Aurélia Autexier et Bertrand Collard - La vigne - n°239 - février 2012 - page 10

Pendant dix ans, le Bourguignon d'adoption Jean-Marie Guffens a subi une avalanche de contrôles, souvent bâclés. Jusqu'à présent, la justice lui a toujours donné raison. Aujourd'hui, il dénonce « le corporatisme malveillant » et « l'acharnement de certains fonctionnaires » des fraudes et des douanes.
JEAN-MARIE GUFFENS : « Sans l'amour des miens, l'énergie de mes salariés, ainsi que les moyens et le temps dont je dispose, je n'aurais pas pu prouver mon innocence. » PHOTOS B. CHAROY

JEAN-MARIE GUFFENS : « Sans l'amour des miens, l'énergie de mes salariés, ainsi que les moyens et le temps dont je dispose, je n'aurais pas pu prouver mon innocence. » PHOTOS B. CHAROY

PHILOMÈNE MORAIS. La directrice administrative et financière fait partie des gardés à vue. « Après deux nuits, j'étais une loque », témoigne-t-elle.

PHILOMÈNE MORAIS. La directrice administrative et financière fait partie des gardés à vue. « Après deux nuits, j'étais une loque », témoigne-t-elle.

« Il a un côté Zorro que tout le monde rêve d'avoir. » La formule est d'une viticultrice de Chablis qui le connaît de réputation. Confronté à une injustice, Jean-Marie Guffens est du genre à relever le gant alors qu'il aurait tout intérêt à faire profil bas ! Plutôt grande gueule et sûrement peu diplomate, ce viticulteur négociant d'origine belge, basé à Sologny (Saône-et-Loire) depuis trente ans, ne mâche pas ses mots. Il assure avoir été victime d'un « harcèlement et de pratiques mafieuses » de la part de contrôleurs des fraudes, puis des douanes. Il raconte son histoire dans un film, visible sur internet. Le titre : « C'est arrivé dans une cave près de chez vous ». Un clin d'œil à un film belge culte des années quatre-vingt-dix.

La montagne accouche d'une souris

Les accusations de Jean-Marie Guffens sont graves. Pour les étayer, il a communiqué à « La Vigne » différentes pièces de son dossier. Nous les avons lues pour retracer les dix ans de procédure qu'il a subis, avec perquisition et garde à vue. Ces documents font apparaître une lourde disproportion entre la longueur des procédures, les moyens utilisés et le résultat obtenu par les services de contrôle.

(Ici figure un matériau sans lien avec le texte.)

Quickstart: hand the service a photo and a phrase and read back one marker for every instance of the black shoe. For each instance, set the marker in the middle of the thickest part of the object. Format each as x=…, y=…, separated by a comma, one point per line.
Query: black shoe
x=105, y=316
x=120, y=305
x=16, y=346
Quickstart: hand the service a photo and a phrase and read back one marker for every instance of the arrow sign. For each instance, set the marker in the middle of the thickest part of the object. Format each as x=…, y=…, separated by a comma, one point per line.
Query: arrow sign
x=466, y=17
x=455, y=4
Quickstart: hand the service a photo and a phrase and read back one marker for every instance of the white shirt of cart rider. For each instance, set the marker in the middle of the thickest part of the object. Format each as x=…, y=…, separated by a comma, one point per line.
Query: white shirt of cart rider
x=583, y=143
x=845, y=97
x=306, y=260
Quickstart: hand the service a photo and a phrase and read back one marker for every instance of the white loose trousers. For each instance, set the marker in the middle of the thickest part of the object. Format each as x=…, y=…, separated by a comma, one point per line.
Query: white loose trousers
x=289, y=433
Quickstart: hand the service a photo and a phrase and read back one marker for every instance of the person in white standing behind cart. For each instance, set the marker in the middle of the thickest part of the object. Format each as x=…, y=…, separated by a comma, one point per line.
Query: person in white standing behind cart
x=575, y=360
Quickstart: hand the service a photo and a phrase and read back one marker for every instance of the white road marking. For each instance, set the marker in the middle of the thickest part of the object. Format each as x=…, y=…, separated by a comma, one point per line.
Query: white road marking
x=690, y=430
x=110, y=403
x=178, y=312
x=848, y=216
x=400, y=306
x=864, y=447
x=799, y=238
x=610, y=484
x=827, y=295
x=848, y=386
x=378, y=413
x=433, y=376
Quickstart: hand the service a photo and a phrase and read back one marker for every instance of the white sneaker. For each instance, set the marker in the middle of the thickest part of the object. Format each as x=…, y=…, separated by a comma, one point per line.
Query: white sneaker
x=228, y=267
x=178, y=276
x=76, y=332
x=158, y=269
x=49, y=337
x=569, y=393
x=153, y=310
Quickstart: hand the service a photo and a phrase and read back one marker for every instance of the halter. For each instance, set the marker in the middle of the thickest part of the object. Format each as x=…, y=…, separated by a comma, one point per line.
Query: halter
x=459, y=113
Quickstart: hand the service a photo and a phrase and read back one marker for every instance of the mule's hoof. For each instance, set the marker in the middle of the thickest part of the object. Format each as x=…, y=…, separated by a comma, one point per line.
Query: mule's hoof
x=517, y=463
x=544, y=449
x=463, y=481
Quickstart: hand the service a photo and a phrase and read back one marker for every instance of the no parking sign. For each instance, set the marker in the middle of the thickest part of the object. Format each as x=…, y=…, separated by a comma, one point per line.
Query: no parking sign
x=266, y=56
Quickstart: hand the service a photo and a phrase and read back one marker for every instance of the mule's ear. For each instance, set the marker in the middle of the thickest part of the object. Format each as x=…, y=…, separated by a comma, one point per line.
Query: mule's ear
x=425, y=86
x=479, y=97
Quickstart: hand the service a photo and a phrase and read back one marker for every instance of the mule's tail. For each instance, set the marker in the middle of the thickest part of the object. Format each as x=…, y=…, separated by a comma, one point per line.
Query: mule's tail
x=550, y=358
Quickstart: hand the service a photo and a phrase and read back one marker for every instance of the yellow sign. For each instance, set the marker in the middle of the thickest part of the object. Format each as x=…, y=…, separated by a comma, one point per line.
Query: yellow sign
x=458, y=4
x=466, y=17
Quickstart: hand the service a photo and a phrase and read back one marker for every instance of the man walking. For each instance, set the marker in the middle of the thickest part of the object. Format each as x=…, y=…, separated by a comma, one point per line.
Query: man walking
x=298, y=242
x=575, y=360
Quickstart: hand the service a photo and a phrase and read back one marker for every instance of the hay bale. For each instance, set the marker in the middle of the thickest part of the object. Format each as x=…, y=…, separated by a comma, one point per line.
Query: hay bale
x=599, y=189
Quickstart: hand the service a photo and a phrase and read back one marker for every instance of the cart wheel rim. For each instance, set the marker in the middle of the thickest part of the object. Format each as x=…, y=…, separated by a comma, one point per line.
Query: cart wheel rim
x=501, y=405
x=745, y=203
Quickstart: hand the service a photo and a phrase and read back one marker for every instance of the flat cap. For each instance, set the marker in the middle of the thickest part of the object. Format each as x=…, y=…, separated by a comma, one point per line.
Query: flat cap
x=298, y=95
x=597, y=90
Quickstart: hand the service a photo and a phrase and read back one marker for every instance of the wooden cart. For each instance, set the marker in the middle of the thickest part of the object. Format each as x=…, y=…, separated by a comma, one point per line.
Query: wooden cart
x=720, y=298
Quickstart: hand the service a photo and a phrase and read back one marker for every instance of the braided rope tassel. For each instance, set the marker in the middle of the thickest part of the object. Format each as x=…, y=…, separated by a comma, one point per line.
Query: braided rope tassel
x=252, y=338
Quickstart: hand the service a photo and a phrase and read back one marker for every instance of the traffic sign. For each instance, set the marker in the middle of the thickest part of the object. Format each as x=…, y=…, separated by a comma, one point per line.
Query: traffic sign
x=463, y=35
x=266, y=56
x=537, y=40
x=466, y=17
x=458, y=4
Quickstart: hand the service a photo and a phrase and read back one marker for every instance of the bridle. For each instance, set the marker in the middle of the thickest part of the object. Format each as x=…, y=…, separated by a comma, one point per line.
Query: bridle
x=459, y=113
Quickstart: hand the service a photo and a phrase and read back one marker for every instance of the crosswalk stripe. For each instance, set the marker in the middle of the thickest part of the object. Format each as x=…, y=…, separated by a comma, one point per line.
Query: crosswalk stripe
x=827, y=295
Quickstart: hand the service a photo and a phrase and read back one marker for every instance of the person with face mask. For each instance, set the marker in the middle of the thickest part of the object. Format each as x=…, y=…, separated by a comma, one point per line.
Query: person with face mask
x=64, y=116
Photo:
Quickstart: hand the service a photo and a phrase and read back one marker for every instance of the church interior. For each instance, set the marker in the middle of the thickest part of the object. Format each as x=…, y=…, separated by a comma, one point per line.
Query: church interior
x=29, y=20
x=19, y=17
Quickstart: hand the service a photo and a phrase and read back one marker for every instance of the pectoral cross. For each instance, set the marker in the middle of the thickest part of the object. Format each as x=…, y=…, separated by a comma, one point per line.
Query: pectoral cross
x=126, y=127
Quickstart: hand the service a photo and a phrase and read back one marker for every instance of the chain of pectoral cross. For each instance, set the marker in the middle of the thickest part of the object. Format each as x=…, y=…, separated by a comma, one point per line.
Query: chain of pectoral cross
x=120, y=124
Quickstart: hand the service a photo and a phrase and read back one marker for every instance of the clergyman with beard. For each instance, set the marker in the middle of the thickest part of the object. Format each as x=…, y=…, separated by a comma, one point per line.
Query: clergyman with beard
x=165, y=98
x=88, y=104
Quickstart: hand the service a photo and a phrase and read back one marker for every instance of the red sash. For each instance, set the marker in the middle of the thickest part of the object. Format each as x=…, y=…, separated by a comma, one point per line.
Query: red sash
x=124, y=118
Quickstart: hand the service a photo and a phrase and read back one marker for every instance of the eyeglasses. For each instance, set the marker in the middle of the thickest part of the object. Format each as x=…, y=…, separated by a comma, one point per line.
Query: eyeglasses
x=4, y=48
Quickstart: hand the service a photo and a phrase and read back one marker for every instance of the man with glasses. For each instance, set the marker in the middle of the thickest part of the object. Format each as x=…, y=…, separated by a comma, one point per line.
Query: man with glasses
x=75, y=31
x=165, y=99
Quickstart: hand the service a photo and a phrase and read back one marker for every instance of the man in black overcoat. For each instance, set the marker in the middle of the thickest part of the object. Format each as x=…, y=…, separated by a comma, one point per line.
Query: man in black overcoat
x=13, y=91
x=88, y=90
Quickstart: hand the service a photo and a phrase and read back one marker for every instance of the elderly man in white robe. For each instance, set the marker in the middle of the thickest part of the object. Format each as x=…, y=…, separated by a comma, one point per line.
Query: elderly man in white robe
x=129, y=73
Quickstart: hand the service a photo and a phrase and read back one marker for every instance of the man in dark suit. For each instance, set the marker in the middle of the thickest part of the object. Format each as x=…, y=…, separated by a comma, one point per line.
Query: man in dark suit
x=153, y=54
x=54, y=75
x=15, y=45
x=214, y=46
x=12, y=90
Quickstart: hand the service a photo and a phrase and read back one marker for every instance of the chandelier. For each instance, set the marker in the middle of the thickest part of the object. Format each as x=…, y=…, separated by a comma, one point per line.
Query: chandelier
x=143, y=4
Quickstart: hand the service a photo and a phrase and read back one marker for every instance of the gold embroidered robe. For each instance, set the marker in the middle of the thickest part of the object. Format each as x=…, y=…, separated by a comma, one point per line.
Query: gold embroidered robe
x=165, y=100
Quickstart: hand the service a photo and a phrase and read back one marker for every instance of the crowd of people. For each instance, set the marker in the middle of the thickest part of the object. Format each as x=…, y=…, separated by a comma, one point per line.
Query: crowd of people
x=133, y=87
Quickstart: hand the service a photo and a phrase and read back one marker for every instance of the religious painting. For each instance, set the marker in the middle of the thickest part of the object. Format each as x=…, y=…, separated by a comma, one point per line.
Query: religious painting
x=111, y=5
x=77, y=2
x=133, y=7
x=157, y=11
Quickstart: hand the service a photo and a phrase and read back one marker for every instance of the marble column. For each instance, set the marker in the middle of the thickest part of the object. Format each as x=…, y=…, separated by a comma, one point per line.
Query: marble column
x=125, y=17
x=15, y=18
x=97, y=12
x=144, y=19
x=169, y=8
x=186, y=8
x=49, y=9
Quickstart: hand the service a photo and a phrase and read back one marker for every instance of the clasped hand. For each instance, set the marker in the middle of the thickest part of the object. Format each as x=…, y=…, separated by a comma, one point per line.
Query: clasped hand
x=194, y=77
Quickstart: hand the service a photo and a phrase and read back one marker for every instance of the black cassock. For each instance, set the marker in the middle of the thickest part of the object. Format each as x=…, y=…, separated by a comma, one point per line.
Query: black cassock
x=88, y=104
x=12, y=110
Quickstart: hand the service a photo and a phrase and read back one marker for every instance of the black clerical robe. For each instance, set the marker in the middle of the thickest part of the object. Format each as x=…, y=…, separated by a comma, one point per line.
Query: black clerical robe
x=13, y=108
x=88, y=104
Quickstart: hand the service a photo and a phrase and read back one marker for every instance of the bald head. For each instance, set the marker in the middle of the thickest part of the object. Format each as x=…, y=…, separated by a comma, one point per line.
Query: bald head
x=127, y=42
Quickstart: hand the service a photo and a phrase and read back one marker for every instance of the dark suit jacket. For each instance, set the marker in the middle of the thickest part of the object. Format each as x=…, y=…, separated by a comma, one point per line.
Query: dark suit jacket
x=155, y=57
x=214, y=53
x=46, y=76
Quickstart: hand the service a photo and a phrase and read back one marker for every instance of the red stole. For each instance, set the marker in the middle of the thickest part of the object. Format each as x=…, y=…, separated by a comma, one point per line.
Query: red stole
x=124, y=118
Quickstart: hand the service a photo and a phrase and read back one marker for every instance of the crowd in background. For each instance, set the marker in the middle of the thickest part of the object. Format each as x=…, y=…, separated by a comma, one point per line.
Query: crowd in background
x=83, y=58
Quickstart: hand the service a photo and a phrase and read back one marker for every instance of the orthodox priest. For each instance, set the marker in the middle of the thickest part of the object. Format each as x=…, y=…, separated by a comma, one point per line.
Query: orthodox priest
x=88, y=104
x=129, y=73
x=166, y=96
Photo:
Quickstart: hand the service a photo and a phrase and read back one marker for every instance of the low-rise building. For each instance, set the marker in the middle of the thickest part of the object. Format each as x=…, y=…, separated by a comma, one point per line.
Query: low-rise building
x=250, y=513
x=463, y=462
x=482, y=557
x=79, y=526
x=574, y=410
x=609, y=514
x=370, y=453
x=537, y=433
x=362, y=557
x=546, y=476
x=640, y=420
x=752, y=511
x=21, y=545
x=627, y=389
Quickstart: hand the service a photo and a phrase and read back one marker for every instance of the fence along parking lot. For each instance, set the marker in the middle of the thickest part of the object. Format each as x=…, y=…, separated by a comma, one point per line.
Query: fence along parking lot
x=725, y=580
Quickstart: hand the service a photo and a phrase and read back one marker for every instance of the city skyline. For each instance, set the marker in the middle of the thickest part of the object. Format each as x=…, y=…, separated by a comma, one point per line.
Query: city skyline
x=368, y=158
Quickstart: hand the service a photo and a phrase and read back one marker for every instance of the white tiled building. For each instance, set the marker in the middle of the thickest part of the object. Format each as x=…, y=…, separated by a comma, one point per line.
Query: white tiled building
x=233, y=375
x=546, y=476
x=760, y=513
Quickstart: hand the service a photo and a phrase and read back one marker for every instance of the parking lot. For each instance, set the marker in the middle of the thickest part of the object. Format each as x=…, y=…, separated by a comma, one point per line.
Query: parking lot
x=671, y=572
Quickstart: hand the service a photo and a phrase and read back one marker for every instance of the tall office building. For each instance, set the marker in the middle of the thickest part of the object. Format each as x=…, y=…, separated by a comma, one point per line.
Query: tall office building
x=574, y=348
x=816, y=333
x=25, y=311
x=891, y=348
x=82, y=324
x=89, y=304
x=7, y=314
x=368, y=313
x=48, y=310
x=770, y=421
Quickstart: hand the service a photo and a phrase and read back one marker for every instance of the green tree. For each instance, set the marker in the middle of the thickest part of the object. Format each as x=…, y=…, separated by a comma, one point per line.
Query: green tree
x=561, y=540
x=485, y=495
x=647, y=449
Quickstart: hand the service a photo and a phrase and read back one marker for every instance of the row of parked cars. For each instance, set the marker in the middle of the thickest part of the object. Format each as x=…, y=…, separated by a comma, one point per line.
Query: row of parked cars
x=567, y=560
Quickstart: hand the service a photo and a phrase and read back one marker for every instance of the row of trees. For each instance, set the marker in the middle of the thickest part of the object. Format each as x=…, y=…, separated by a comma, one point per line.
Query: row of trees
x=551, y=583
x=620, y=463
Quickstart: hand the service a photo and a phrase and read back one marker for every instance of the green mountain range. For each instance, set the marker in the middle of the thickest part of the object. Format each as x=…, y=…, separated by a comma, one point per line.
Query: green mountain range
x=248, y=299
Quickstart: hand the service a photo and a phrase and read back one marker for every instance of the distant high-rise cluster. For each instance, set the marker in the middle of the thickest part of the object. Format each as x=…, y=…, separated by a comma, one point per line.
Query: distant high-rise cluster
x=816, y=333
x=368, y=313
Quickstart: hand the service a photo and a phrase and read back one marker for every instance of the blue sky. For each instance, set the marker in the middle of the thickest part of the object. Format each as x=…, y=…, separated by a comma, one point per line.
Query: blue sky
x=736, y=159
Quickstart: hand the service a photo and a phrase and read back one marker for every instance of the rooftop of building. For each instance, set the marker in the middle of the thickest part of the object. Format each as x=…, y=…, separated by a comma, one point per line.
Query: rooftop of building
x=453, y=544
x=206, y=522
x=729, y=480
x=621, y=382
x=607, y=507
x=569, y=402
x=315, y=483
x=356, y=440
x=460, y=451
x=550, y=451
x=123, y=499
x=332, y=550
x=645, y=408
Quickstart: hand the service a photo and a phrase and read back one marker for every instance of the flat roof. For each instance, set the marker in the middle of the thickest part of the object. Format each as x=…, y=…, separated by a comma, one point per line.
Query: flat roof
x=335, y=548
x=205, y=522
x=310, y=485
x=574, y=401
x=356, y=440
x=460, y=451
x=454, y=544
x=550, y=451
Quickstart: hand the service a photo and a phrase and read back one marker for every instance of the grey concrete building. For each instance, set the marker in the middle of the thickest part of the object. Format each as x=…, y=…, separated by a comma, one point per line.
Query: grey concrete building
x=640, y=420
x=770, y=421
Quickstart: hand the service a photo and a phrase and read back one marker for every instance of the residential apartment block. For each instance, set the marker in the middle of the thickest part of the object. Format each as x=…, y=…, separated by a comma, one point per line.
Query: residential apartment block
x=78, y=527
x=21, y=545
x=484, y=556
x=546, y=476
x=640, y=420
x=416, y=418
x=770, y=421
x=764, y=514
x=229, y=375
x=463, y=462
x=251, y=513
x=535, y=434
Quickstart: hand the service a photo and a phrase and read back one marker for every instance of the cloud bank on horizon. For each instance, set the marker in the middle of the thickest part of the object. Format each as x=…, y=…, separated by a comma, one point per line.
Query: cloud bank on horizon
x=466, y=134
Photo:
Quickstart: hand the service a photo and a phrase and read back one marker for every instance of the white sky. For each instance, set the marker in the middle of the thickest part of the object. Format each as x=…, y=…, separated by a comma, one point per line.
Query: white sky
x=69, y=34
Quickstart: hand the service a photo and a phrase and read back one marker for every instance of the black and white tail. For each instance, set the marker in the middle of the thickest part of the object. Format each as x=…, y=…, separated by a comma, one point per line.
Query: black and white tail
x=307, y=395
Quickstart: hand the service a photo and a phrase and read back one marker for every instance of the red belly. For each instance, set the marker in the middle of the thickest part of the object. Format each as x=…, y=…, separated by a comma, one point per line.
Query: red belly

En octobre 2001, durant les vendanges, Jean-Marie Guffens est contrôlé une première fois dans son tout nouveau chai de Chablis, construit avec le bourguignon Olivier Leflaive. Deux contrôleurs relèvent les volumes en cave et prennent des échantillons en vue de vérifier le niveau de chaptalisation. L'un d'eux revient en mai 2002. Ce jour-là, Jean-Marie Guffens s'énerve. « Je l'ai viré de ma cave », admet-il. Erreur. Il va tomber dans une spirale infernale qui ira jusqu'en cassation.

En juillet 2003, les fraudes dressent le procès-verbal de leurs contrôles. Elles accusent le viticulteur d'avoir vendu des vins non déclarés, d'avoir surchaptalisé une cuve et d'avoir réalisé des assemblages frauduleux. Pour lancer la première de ces accusations, les fraudes se basent sur le volume de vin relevé en octobre 2001, en pleine fermentation, dans la cave de Chablis : 1 260,50 hl. Or, Jean-Marie Guffens a déclaré cette année-là 1 246,22 hl, après chaptalisation. Soit une différence de 1,1 % entre le relevé et la déclaration. Une différence minime serait-on tenté de penser. Les fraudes jugeront que c'est suffisant pour attaquer en justice.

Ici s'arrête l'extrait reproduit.